According to the German public broadcaster Deutsche Welle, France and Germany threatened to pull their troops that have been assisting the Malian government, which quickly reacted to say it hadn’t yet formally signed a deal with the Russians.
Wagner mercenaries have operated in Ukraine, Central African Republic (CAR), Mozambique, Libya and Syria, and have credibly been accused of war crimes.
On September 15, The Moscow Times quoted Russian presidential spokesman Dmitry Peskov as denying that Russia was in talks with Mali on military ties.
“We are in contact — including through the military — with many countries, including [on] the African continent… [t]here are no representatives of the Russian armed forces [in Mali],” Peskov was quoted telling reporters in a conference call.

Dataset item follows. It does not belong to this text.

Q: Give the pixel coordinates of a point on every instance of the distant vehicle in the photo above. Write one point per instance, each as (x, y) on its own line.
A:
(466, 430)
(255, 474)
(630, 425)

Peskov reportedly also told reporters: "There are no official negotiations."
That denial is misleading.
Essentially, Peskov was playing a verbal shell game by mentioning “representatives of the Russian armed forces.” The supposedly “private” Wagner PMC has ties to the Russian state and defense ministry, even though Russian authorities act as if the group is independent. Using Wagner forces gives the Kremlin plausible deniability.
Indeed, some analysts say Wagner PMC helps Russia dodge political liability – and make money – while intervening in various conflicts. Officially, the group is affiliated with a company owned by Yevgeny Prigozhin, a close associate of Russian President Vladimir Putin. Prigozhin also owned the so-called “troll factory” in St. Petersburg that spread disinformation on social networks and interfered in the 2016 U.S. presidential election.
Russia has denied using Wagner mercenaries even in countries where it has an official military presence, including the Central African Republic (CAR).
In an October 2019 Russian state TV broadcast, a Russian military instructor operating in CAR denied any connections with Wagner.
Yet, in that very same program, eagle-eyed viewers spotted the Wagner logo displayed in the military facility shown in the segment.
According to The Moscow Times, Mali’s defense ministry did not deny that Mali’s government had discussions with Wagner. The newspaper cited an Agence-France Presse (AFP) report that a small Wagner team was first spotted in Mali’s capital Bamako in late 2019 after the country’s former president, Ibrahim Boubacar Keita, signed a military cooperation deal with Russia.
Rebellious military officers overthrew Keita in August 2020, and some of them may have received training in Russia under the military cooperation deal.
Several thousand French and German troops are stationed in Mali, assisting the government in fighting radical jihadists and Tuareg separatists.